Goals

Find out which learning algorithm is better or worse than the others in a systematic manner.

Paper can be downloaded here.

Key Points

The top models are: Boosted decision trees, random forests, bagged decision trees, SVM, neural networks.
The worst models are: Naive Bayes, Logistic Regression, Decision Trees.
Even the best model can perform poorly on some datasets. Note that the results present means the algorithm ranked top performs in general the best, albeit it performs poorly in some datasets.
If a model selection is done by looking into the test set (data snooping), the final model performance increases, which is expected. However, models with the high variance increases the most (like ANN, SVM, but not boosted or bagged models, which decreases variance but increases bias), because validation sets does not always select the model with the best performance on the final test set.
Platt Scaling and Isotonic Regression are techniques to scale a classification of a model to posterior probabilities (i.e. [0,1] scale).
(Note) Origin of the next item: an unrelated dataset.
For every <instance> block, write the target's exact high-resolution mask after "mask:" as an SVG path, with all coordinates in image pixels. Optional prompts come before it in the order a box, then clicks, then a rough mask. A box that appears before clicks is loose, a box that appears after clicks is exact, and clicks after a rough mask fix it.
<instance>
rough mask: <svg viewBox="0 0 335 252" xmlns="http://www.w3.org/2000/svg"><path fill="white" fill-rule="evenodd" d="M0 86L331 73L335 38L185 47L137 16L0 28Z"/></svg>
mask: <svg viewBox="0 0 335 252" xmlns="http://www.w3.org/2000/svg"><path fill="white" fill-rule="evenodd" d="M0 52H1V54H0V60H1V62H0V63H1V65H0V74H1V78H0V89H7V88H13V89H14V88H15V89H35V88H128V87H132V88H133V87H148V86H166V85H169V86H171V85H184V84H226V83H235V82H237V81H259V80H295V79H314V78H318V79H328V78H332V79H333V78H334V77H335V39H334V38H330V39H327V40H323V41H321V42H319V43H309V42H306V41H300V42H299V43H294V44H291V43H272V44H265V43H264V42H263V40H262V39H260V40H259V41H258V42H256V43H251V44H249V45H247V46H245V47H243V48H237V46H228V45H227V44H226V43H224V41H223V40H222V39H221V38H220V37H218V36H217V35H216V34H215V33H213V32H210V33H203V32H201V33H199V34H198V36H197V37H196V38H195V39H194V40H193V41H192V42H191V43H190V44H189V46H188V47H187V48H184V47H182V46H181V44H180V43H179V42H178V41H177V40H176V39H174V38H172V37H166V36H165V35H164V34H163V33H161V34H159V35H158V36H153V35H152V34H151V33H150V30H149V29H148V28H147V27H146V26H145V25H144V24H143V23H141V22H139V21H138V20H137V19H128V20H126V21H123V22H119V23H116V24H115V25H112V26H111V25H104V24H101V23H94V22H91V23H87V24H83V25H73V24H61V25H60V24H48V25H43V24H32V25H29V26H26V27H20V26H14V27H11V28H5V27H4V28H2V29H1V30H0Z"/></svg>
Run multiple learning algorithms against 11 problems each with a 5-fold cross-validation for model selection.
All learning algorithms: Support Vector Machines (SVMs), Artificial Neural Network (ANN), Logistic Regression (LOGREG), Naive Bayes (NB), K Nearest Neighbours (KNN), Random Forests (RF), Decision Trees (DT), Bagged Trees (BAG-DT), Boosted Trees (BST-DT), Boosted Stumps (BST-STMP).
Training size is 5000, and the rest of the data is always testing set.
A total of 8 metrics, including accuracy, area under ROC curve, etc.
Scores are calibrated via Platt Scaling or Isotonic Regression for models that give binary output.